ATGH3.5, ATGH3.6, and ATGH3.1 encode IAA–amido synthetases, which help to maintain auxin homeostasis by conjugating IAA to amino acids38. The orthologous genes (Pb42207 and Pb52834) of ATGH3.5, ATGH3.6, and ATGH3.1 are expressed in the heartwood and cortex (Fig. 5b). We also found one ATGH3.9-orthologous gene, Pb48914, showing high expression in the heartwood and cortex (Fig. 5b). ATGH3.9 controls auxin activity through amino acid conjugation and promotes primary root growth39. The ATGH3.9-orthologous gene in P. bournei shows the same function in the heartwood and cortex, thus promoting stem growth. In addition, FIN219 (ATGH3.11), a phytochrome A signaling component, plays a crucial role in photomorphogenesis40. We identified five FIN219-orthologous genes in P. bournei and four FIN219-orthologous genes in C. kanehirae (Fig. 5a). Expression analysis showed that three FIN219-orthologous genes (Pb06967, Pb41896, and Pb16041) in P. bournei were expressed in the heartwood, cortex, and leaves, while one FIN219-orthologous (Pb16231) gene was expressed only in the heartwood and leaves (Fig. 5b).
The SAUR gene family encodes highly unstable mRNA molecules with a very high turnover rate that are induced within minutes after auxin application. SAUR proteins promote cell elongation41. We identified 77 SAUR gene family members from P. bournei and 76 SAUR gene family members from C. kanehirae (Fig. 6). The Arabidopsis AtSAUR50 gene is involved in light signal-mediated pedicel development42. In sunflower (Helianthus annuus), the SAUR50-like gene is more highly expressed on the eastern side of stems during the day, leading to sun-tracking movement during the seedling stage43. We also identified two SAUR50-like genes in P. bournei (Pb20906 and Pb54747) and C. kanehirae (Fig. 6). FIN219-like genes and SAUR50-like genes in P. bournei may enable P. bournei to intercept more sunlight in dense forests, thus straightening the trunk.

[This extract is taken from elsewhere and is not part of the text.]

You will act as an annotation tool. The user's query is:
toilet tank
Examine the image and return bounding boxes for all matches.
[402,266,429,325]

The principal components of wood are lignocellulosic polymers, which represent the most abundant biomass produced by terrestrial plants. Lignin biosynthesis evolved from the phenylpropanoid pathway, which promoted the successful colonization of terrestrial environments by plants44,45. The R2R3-MYB gene family regulates specific processes in plants, including phenylpropanoid biosynthesis46. MYB46-class genes mainly regulate the phenyl propyl pathway and lignin biosynthesis in plants. A. thaliana MYB46 directly targets and activates the expression of multiple lignin biosynthetic genes, such as MYB58 and MYB6347. There are four homologs of MYB46 in Populus trichocarpa (PtrMYB002, PtrMYB003, PtrMYB020, and PtrMYB021), and they all activate the promoters of lignin biosynthetic genes46,48,49. Our phylogenetic tree showed that four MYB46-homologous genes and six MYB46-homologous genes were present in the P. bournei and C. kanehirae genomes, respectively (Fig. 7a; Supplementary Fig. 11). All MYB46 orthologous genes from P. bournei were expressed in the heartwood and at low levels in the cortex, but were not in the leaves (Fig. 7c). Xie et al.50 found that a 5-enolpyruvylshikimate 3-phosphate synthase gene of P. trichocarpa (PtrEPSP) can directly bind to the promoter and repress the expression of a SLEEPER-like transcriptional regulator, which itself specifically binds to the promoter and represses the expression of PtrMYB021, thereby affecting lignin biosynthesis. We identified three PtrEPSP-homologous genes in the P. bournei and C. kanehirae genomes (Fig. 7b). PbEPSP1 was highly expressed in the heartwood, cortex, and leaves, but PbEPSP3 was not expressed (Fig. 7c).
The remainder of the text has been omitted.